トランプがヴァンスを副大統領候補に指名した後、バイデン陣営の責任者であるジェン・オマリー・ディロンは、ヴァンスが「トランプのクローンだ」と述べて、敵対心をあらわにした。ヴァンスは過去に、中絶の全面禁止を支持し、2020年の大統領選挙の結果を認めない立場をとっていた。彼はまた、同性愛者の結婚に反対であることや、移民に対する見解でも民主党から批判されていた。

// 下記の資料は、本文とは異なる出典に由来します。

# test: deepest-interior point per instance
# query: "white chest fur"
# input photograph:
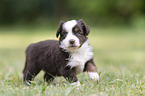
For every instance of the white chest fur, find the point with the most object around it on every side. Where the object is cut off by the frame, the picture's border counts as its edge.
(79, 57)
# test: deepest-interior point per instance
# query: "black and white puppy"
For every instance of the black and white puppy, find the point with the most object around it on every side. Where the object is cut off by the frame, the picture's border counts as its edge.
(67, 57)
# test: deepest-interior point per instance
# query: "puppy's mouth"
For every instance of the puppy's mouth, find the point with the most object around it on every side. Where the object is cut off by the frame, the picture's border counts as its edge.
(72, 47)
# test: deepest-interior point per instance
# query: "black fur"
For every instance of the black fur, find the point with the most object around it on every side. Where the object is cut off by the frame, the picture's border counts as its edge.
(47, 56)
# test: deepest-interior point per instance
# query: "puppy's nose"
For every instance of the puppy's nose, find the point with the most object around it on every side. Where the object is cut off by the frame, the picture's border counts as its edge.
(71, 41)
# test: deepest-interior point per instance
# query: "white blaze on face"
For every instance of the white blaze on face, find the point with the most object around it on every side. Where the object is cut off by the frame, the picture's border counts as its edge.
(68, 27)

2022年にオハイオ州の民主党は声明で、ヴァンスを「上院議員としては危険すぎる人物」とし、その理由の一つを、彼が「女性が自身で正しい決定を下すことができないと思っていることにある」と述べていた。このコメントは、ヴァンスが「たとえ暴力に満ちた結婚生活であったとしても、子供のことを考えれば離婚は控えるべきだ」と発言したことに関連しているが、ヴァンスの陣営は、彼の発言が文脈を無視して切り取られたと反論していた。彼は、かつては中絶の全面禁止を訴えていたが、最近は中絶薬ミフェプリストンへのアクセスを支持している。
また、2022年にヴァンスは、同性婚や異人種同士の結婚が連邦法で合法化されたことを支持しないと述べ、この法律が、「他の問題から奇妙なやり方で目をそらすためのものだ」と述べていた。ヴァンスはまた、トランプが敗北した2020年の大統領選挙の結果を、自身が当時の副大統領だったマイク・ペンスの立場であったならば、認めていなかっただろうと語っていた。